Le ministre éthiopien des Affaires étrangères, Workneh Gebeyehu, a annoncé la création d’une commission conjointe sous la supervision des deux chefs de la diplomatie, chargée d’établir un « calendrier tangible » des réformes. Cette commission chapeautera des sous-comités qui vont définir dans le détail quand et comment chaque problématique sera mise en œuvre ».
Pour la première rencontre depuis 20 ans entre les deux plus hauts dirigeants érythréens et éthiopiens, la délégation éthiopienne avait reçu dimanche un accueil chaleureux à Asmara.
« Nous nous sommes mis d’accord pour la reprise du trafic aérien et naval, pour la circulation des personnes entre nos deux pays et la réouverture des ambassades », avait déclaré M. Abiy.
« Nous abattrons le mur et, avec amour, nous bâtirons un pont entre les deux pays », avait ajouté avec lyrisme le jeune Premier ministre, 42 ans, qui depuis sa nomination en avril a amorcé ce rapprochement entre les deux anciens frères ennemis.
La compagnie Ethiopian Airlines devrait reprendre ses vols à destination d’Asmara dès la semaine prochaine, a rapporté lundi la radio-télévision Fana.
– Accès à la mer –
Ce dégel a été lancé par l’annonce en juin par M. Abiy de la volonté de l’Éthiopie d’appliquer l’accord de paix signé en 2000 à Alger avec l’Érythrée et les conclusions de la commission internationale indépendante sur la démarcation de la frontière.
L’Éthiopie et l’Érythrée se sont livré de 1998 à 2000 à une guerre conventionnelle, avec chars d’assaut et tranchées, qui a fait quelque 80.000 morts, notamment en raison d’un désaccord sur leur frontière commune.

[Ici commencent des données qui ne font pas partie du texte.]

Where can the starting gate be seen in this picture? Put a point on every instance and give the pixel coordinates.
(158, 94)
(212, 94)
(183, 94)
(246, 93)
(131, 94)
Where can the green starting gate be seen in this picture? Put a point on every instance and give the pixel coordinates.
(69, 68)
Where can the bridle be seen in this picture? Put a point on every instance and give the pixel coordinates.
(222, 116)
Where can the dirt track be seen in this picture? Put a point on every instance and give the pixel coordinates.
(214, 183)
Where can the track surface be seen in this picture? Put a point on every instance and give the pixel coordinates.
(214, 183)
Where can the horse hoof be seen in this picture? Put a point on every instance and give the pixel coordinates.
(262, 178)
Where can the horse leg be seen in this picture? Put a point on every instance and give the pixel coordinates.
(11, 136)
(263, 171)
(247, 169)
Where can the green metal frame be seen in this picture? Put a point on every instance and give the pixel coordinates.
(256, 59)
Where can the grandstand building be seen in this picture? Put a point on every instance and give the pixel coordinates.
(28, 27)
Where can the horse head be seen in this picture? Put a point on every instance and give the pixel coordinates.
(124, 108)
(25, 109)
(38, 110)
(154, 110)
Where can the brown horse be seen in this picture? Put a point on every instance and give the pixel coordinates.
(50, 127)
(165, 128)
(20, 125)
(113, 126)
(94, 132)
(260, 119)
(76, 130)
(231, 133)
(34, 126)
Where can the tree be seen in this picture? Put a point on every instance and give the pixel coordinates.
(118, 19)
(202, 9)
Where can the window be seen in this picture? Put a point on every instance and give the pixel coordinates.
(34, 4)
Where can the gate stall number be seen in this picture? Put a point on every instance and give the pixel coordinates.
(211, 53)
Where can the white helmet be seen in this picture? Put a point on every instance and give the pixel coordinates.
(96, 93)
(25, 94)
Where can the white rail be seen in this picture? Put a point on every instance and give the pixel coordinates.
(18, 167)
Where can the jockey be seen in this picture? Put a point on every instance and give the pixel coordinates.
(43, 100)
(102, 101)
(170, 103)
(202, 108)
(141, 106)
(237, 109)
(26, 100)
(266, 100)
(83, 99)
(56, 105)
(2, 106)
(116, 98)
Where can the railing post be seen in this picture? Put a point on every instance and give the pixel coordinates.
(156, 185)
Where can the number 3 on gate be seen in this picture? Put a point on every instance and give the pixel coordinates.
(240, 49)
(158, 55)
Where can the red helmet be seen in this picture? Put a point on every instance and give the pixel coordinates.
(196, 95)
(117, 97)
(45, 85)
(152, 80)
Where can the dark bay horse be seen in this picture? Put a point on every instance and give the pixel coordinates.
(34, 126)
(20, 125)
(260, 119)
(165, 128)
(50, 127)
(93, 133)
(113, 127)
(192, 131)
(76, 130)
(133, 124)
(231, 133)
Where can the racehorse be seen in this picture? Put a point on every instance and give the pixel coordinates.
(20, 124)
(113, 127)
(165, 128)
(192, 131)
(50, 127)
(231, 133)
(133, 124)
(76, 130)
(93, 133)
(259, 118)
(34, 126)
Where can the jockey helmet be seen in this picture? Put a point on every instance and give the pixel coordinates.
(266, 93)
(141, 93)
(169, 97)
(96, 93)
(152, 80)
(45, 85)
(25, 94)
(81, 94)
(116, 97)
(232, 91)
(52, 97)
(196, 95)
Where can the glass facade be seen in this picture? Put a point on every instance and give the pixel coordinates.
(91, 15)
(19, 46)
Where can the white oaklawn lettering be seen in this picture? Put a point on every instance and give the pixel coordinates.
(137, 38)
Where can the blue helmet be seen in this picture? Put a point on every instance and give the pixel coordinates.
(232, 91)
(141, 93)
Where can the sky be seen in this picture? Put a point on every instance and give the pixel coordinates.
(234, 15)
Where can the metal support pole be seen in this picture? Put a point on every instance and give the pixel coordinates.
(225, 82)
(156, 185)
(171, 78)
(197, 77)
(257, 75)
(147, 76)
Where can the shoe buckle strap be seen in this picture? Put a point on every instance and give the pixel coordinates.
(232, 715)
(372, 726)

Le refus éthiopien d’appliquer une décision en 2002 d’une commission soutenue par l’ONU sur le tracé de la frontière a entretenu une longue animosité entre les deux pays.
Le rétablissement des liens diplomatiques et commerciaux après des années d’hostilité pourraient profiter aux deux voisins et à toute la Corne de l’Afrique, rongée par les conflits et la pauvreté.
La normalisation contribuera à réaliser « notre aspiration pour la paix et l’intégration économique de notre région et du continent africain », a salué l’organisation régionale Igad (Autorité intergouvernementale pour le développement).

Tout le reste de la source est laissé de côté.